What led to this study
Machine learning-based digital health solutions have been increasingly applied to advance health- care. The exponential growth of medical data, such as electronic health records (EHRs) from healthcare systems, has facilitated the development of novel methodologies empowered by artificial intelligence (AI). However, gaining access to patient data in healthcare organizations can be quite a hurdle. Due to significant concerns regarding patient privacy, stakeholders are often reluctant to share medical data. Consequently, a dearth of available data for biomedical research arises, impeding the progress of machine learning in computational health.

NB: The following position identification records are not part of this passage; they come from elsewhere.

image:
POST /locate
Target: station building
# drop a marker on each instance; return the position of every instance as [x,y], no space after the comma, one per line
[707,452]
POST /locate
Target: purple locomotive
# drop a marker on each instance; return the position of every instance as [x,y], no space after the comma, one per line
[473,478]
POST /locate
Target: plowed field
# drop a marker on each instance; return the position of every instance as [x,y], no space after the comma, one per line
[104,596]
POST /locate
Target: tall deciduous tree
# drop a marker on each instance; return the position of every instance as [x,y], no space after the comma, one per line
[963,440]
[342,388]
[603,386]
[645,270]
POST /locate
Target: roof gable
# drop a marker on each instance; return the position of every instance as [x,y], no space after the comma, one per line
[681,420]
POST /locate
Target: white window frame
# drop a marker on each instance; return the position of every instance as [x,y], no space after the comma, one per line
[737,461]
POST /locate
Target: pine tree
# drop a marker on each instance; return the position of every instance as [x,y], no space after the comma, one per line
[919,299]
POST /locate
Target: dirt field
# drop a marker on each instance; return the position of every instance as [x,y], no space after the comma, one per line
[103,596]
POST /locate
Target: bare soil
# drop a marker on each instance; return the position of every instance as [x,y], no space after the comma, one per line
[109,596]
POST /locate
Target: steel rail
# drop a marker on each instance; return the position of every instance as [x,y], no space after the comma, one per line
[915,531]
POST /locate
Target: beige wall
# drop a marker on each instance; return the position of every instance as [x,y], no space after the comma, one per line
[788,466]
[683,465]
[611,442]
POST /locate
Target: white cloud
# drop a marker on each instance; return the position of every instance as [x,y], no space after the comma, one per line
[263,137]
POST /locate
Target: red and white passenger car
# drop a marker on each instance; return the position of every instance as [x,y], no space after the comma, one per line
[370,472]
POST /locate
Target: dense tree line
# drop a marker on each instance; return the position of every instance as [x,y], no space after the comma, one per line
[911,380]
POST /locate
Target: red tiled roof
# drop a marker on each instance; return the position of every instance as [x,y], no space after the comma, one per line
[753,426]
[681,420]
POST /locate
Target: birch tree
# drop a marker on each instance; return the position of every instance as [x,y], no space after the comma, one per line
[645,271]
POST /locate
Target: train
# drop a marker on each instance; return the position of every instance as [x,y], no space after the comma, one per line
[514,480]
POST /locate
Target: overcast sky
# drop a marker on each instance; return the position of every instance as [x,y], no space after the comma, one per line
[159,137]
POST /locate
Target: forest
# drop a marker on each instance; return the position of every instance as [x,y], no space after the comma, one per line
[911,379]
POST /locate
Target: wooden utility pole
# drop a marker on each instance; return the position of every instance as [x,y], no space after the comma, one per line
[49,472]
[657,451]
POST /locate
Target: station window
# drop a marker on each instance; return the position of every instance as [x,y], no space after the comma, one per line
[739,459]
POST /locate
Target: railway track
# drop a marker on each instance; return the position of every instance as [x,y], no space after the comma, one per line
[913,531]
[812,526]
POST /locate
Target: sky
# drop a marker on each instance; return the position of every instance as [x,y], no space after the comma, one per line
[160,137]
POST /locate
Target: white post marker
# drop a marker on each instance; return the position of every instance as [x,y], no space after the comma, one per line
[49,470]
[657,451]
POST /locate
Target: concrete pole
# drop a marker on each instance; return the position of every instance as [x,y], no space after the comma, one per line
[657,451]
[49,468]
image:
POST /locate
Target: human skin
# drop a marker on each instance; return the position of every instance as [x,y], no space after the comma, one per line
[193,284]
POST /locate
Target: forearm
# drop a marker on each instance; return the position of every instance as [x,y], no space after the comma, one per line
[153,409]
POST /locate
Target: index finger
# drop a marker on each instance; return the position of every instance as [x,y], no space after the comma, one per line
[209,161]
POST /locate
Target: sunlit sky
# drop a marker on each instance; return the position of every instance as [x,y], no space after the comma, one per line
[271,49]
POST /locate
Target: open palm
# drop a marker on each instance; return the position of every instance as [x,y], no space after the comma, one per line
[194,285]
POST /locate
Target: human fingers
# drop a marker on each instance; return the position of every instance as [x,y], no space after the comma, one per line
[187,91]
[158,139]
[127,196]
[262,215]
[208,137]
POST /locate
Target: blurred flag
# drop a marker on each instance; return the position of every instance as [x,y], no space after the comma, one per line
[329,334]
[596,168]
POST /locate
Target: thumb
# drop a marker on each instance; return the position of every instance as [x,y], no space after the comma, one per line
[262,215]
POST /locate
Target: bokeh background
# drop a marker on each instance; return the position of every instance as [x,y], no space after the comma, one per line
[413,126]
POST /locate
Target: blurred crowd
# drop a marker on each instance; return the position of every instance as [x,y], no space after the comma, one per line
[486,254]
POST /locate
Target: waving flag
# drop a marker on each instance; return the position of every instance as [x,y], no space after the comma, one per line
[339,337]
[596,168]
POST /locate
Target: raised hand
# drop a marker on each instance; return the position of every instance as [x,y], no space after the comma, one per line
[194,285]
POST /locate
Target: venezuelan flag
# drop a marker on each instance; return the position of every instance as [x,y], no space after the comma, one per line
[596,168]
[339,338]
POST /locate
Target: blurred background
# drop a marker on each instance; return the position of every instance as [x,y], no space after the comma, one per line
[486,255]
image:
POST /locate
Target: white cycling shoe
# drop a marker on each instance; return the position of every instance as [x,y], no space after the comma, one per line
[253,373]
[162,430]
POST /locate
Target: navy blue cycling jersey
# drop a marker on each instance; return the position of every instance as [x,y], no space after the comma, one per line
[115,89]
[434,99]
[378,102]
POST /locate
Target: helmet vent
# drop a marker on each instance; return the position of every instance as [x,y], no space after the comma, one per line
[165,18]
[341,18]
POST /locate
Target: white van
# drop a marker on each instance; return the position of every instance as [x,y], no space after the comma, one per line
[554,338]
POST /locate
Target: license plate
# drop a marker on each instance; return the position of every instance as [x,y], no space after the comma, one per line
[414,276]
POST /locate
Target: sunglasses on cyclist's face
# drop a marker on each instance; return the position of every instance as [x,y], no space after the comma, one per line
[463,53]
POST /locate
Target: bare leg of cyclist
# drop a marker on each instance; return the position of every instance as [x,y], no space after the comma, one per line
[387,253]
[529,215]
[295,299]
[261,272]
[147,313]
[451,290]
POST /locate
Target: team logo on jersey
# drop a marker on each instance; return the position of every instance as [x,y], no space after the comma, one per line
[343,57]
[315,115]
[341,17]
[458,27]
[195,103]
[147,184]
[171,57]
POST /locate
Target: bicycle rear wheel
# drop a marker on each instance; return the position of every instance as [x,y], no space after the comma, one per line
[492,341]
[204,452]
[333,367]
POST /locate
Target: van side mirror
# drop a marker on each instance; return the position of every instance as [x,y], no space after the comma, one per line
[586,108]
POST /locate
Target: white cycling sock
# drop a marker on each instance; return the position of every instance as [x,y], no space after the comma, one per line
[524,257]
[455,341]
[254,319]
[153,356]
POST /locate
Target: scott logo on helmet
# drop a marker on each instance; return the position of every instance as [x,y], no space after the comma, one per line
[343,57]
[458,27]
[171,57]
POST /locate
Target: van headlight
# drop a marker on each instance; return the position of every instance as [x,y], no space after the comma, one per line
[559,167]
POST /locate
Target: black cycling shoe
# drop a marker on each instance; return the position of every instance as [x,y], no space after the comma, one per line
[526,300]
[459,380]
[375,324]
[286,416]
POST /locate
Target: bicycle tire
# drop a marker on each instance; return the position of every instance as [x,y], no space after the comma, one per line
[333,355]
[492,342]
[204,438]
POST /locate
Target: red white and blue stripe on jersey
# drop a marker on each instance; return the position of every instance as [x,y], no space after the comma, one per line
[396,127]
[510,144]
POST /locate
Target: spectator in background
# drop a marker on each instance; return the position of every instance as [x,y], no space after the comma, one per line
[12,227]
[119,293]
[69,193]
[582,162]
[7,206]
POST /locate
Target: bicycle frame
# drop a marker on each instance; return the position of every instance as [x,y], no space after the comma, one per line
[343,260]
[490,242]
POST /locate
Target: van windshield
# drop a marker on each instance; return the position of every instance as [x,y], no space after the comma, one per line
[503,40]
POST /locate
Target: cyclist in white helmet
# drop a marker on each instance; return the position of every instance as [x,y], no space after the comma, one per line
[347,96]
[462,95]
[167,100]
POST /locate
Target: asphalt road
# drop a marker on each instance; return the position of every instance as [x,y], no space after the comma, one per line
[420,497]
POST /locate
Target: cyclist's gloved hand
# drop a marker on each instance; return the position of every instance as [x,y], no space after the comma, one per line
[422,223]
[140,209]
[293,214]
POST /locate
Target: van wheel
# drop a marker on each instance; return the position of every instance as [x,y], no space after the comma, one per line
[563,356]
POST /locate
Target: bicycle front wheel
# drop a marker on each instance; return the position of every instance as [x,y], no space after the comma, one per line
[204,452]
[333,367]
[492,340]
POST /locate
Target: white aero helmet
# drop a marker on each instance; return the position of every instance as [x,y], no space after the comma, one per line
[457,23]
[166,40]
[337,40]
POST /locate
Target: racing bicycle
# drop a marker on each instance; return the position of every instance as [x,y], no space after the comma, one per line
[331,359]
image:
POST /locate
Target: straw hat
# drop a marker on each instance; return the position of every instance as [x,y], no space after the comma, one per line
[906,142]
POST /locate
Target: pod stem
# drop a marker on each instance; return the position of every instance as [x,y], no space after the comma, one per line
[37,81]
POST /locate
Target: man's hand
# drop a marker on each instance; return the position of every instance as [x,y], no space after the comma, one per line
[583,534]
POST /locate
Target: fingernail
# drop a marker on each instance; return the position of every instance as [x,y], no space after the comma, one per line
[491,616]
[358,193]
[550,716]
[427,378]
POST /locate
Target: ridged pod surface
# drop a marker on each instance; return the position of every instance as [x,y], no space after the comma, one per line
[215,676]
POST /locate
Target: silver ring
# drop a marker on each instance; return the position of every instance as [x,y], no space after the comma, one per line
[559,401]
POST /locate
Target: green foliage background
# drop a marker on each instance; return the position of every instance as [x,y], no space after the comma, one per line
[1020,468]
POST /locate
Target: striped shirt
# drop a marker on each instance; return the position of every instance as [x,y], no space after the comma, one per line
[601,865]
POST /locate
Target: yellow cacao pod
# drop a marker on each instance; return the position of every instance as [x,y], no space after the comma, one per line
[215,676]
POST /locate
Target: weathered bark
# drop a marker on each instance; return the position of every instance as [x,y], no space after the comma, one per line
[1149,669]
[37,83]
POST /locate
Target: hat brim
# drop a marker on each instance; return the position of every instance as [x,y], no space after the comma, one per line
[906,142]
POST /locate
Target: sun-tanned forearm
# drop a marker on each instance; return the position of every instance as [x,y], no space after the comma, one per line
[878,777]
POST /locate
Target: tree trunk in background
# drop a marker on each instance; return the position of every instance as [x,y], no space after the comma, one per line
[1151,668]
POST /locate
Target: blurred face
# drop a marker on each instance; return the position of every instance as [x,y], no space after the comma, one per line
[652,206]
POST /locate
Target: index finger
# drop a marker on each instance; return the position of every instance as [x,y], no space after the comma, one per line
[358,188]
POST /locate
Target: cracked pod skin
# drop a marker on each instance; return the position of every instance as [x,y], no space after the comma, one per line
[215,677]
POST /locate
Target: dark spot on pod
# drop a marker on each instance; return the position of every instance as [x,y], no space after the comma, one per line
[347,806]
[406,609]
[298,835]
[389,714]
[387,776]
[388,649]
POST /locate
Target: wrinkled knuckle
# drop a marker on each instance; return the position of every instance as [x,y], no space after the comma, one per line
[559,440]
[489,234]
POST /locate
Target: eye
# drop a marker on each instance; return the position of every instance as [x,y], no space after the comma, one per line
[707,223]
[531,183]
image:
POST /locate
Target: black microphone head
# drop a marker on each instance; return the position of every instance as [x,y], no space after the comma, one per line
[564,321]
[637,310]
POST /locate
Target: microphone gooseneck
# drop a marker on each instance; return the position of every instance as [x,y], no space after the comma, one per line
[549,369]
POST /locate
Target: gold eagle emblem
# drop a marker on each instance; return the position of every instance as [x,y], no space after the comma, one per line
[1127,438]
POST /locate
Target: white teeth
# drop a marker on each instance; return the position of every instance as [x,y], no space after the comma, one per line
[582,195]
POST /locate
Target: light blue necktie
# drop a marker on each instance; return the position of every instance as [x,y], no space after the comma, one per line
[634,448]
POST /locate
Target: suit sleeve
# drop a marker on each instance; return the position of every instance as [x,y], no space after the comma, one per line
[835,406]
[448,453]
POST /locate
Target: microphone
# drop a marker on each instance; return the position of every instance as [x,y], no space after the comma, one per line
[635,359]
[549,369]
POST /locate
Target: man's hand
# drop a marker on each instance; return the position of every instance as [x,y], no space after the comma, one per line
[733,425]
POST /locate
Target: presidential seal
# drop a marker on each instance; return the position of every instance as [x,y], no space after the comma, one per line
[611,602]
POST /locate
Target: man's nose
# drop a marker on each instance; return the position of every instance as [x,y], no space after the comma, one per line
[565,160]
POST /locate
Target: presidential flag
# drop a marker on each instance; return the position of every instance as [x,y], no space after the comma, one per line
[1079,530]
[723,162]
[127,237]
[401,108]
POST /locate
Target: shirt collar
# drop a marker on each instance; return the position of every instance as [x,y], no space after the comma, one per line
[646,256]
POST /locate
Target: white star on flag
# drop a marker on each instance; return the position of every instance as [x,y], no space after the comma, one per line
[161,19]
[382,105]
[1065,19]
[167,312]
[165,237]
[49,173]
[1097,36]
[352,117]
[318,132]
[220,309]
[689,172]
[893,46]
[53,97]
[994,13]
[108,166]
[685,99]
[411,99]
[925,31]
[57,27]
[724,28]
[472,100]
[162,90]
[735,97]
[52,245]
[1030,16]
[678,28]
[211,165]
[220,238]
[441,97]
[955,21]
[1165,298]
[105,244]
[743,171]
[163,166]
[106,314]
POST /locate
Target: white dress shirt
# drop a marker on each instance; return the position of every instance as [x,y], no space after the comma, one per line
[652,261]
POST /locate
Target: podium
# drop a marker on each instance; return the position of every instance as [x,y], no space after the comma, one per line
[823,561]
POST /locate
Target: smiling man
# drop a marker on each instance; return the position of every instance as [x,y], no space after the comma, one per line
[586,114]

Figure 1. Comparison between different generative methods. Models in the previous literature are mostly limited in generating single type of clinical data. The proposed model can simultaneously synthesize mixed-type timeseries while modeling their correlations.
One viable solution is for the data holder to create synthetic data. By retaining the statistical characteristics of the original data, synthetic data can ensure its representativeness and utility for downstream analysis while avoiding privacy breaches. This approach of synthesizing data has demonstrated successful applications in various projects, including the Synthea [1], Clinical Practice Research Datalink (CPRD) [2], and the National COVID Cohort Collaborative (N3C) during the COVID-19 pandemic [3].
However, the task of synthesizing realistic EHRs can be tricky, especially for synthesizing longitudinal health records which contain patient trajectories. First, EHRs encompass heterogeneous data types, as clinical decision-making in real practice includes a variety of information sources. For example, patient physiological signals and laboratory test results are collected in the EHR as continuous-valued timeseries, while the medication and diagnostic information are recorded as discretized-valued data, such as categorical ICD codes (see Figure 1). Moreover, although mixed-type clinical timeseries are heterogeneous regarding the data types, they are highly correlated and inform one another of the underlying health of an individual. It is therefore hard to simultaneously synthesizing mixed-type EHR timeseries that differ in syntax and distributions, while preserving the temporal correlations between them (see Figure 2a).
What we did
To address this, we propose a GAN framework called EHR-M-GAN (see Figure 2b). The proposed model can synthesize patient trajectories with high-dimensionality and heterogeneous data types (both continuous-valued and discrete-valued timeseries), while capturing the underlying temporal dependencies.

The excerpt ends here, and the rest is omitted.